Our review of recent literature demonstrates once again that DLBCL is a disease with complex pathogenesis and behavior not only from the perspective of genetic alterations of lymphoid cells but also from the perspective of TME composition and its elements’ interactions with neoplastic cells. These findings are important steps in understanding DLBCL pathogenesis and its unpredictable evolution. In addition to current COO classification and other prognostic markers, microenvironment assessment will discriminate better the subsets of patients with worse prognosis leading to the beginning of a new therapeutic era that will allow the administration of personalized therapy.
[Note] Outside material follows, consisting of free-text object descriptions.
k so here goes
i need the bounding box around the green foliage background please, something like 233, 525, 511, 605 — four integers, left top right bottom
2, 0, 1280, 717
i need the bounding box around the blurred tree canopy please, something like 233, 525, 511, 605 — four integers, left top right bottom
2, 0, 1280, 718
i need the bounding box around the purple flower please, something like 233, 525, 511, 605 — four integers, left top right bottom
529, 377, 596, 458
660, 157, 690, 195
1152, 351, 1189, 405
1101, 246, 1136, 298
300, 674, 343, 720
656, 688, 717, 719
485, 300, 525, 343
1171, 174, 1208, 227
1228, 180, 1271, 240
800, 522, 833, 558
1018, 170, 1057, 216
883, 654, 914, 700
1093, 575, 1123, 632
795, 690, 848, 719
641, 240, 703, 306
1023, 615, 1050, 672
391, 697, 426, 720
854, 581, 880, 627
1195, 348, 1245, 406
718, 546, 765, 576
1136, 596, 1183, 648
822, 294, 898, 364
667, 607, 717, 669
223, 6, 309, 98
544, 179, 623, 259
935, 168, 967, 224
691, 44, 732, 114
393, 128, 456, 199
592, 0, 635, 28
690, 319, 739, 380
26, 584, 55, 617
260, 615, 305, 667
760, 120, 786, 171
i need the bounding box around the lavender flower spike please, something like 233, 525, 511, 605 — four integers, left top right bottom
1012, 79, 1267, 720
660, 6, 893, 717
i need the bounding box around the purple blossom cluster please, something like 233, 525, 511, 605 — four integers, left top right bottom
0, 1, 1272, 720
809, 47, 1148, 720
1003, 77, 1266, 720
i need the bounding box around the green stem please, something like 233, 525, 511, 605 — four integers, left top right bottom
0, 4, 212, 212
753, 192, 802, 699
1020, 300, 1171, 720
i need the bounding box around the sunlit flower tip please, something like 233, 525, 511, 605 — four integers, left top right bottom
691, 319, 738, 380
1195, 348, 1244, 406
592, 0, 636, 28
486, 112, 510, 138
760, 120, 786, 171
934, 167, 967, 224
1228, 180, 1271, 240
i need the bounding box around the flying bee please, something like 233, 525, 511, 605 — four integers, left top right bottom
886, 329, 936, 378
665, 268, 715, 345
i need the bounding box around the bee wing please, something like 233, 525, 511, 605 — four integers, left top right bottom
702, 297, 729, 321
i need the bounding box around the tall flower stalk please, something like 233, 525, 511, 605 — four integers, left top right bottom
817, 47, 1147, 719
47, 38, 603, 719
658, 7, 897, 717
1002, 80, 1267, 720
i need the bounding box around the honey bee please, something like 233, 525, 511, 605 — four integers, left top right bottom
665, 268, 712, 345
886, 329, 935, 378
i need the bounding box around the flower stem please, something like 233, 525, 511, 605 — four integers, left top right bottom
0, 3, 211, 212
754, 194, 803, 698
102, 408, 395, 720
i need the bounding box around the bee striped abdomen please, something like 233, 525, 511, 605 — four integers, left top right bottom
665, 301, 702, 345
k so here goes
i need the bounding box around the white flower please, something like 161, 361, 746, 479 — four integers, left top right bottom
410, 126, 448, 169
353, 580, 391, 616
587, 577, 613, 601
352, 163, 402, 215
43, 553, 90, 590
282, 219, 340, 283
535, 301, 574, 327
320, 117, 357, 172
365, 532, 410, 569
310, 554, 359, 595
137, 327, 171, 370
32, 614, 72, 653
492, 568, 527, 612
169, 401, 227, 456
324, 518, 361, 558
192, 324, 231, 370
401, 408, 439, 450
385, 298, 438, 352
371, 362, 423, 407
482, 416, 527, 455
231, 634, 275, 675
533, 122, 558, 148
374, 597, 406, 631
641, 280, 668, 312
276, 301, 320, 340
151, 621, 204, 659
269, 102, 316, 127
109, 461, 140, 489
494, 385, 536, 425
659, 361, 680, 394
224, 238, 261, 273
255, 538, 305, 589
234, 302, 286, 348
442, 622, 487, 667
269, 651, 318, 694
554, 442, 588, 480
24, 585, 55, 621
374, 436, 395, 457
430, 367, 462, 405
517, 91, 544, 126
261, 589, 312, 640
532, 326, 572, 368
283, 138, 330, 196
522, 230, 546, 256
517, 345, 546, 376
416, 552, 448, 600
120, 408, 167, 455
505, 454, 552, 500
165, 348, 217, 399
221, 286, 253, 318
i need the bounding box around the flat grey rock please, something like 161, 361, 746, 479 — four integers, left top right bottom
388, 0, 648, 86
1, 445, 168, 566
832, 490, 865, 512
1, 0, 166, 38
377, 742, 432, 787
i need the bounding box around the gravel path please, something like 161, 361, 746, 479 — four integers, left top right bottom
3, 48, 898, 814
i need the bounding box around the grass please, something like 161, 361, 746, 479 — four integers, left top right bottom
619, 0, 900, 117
Patients with aggressive diseases that have relapsed or are refractory to current standard therapy may benefit from novel treatment strategies like antiangiogenic treatments, inhibition of legumain, administration of monoclonal antibodies targeting antigens of the myeloid-lineage cells, or immunotherapy targeting the PD-1/PD-L1 pathway.

Although the understanding of DLBCL biology has improved, the molecular mechanism by which several elements of TME confer aggressiveness is still poorly understood and further studies with larger cohorts and longer follow-up are recommended.

Conflicts of Interest

The authors declare that there is no conflict of interest regarding the publication of this paper.

Acknowledgments

This work was partially supported by a grant of the Romanian Ministry of Research and Innovation, CCCDI-UEFISCDI (project number 61PCCDI/2018 PN-III-P1-1.2-PCCDI-2017-0341), within PNCDI-III.